Few people would place the same value on the commissioned art. Most would
consider it worthless!

What do paintings and music both have in common? Both are artforms. Both are
heavily reliant on subjective taste. Someone might be willing to pay $15 for a
Taylor Swift album but wouldn't pay $3 for a Slipknot album.

The problem with the music industry is they try to price all music more-or-
less equally. All singles, regardless who made it, are about $1.00 nowadays.
But are all songs worth $1? If an album has 10 tracks is it worth $10 or $12?
Would someone buy an album if they only actually listen to 2 of the songs? Why
buy an album for $12 if they only like $2 worth of the songs?

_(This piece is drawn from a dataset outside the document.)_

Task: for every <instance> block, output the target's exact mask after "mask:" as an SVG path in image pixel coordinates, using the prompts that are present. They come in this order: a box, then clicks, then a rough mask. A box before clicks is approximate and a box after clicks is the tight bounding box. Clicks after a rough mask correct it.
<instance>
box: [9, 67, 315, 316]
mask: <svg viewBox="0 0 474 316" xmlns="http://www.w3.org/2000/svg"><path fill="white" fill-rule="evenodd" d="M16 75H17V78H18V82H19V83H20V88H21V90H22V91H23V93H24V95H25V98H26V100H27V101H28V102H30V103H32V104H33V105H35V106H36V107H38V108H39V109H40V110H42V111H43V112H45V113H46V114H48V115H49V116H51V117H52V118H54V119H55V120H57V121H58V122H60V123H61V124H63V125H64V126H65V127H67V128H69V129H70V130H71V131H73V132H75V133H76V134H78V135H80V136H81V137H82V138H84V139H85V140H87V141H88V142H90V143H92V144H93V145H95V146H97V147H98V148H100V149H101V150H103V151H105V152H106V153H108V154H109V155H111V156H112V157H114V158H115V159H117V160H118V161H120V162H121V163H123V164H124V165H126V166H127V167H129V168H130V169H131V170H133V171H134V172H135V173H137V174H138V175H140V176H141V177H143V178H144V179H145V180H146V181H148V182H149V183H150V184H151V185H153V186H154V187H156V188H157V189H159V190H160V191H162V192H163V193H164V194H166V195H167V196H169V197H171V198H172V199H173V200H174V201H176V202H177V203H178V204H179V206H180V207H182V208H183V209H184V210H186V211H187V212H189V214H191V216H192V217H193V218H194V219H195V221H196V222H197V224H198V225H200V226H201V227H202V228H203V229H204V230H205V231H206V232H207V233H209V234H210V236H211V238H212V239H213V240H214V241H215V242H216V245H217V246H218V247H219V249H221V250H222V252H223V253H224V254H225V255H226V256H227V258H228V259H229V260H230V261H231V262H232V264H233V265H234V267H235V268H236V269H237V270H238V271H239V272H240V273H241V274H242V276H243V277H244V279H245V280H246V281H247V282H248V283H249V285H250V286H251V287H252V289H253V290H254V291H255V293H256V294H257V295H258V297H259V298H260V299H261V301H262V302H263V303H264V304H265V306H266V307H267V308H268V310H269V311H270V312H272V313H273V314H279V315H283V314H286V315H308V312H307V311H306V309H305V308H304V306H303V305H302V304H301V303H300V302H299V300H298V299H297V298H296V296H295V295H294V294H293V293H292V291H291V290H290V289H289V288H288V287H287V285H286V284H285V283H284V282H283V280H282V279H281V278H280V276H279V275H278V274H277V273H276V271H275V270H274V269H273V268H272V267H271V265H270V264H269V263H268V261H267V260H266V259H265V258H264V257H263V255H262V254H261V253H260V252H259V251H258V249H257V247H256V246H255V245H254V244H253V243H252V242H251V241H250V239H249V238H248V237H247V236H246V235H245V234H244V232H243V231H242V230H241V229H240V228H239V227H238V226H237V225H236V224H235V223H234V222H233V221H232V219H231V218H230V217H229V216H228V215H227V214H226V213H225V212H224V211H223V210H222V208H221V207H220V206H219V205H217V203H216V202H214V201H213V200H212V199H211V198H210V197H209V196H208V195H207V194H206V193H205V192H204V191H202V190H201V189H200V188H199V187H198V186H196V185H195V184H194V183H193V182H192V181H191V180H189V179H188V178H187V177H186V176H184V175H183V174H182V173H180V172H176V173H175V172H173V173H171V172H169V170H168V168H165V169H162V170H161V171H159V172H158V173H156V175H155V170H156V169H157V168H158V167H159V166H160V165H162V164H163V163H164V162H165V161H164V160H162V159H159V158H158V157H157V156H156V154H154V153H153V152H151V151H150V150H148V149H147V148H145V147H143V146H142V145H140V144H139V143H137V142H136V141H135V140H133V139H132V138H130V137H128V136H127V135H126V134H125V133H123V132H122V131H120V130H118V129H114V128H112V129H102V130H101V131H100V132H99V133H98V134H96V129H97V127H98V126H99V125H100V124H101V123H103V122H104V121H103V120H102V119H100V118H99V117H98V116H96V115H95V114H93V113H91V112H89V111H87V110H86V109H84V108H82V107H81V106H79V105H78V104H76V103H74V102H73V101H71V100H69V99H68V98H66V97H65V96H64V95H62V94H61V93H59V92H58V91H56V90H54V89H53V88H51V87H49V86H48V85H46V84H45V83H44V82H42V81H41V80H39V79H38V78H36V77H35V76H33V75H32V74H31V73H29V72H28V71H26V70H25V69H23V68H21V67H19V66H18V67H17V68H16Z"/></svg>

If I buy the song on iTunes how many hoops do I have to jump through to put
that song on my Android phone? The distribution and control over the music
favors the pirate.

Few people want to order physical CD's because they then have to burn/import
the tracks onto their computer to access the music on their mp3
players/phones. But if they purchase the CD online, through iTunes, they don't
actually own the music! They also get locked into the Apple Ecosystem (see
earlier point about Android).

As for Streams vs Radio. Radio playing the song 16 times might reach 1,000,000
listeners in New York. A stream playing a song 16 times likely reached only 16
people (if only a handful more). So charging "per time the song is played" is
not the correct model if the song is reaching significantly less amount of
people per time played.

TL;DR Distribution is the largest problem. The next largest problem is the
market model. The last problem is art is inherently worthless and is only
given value by a person - and that value changes per person.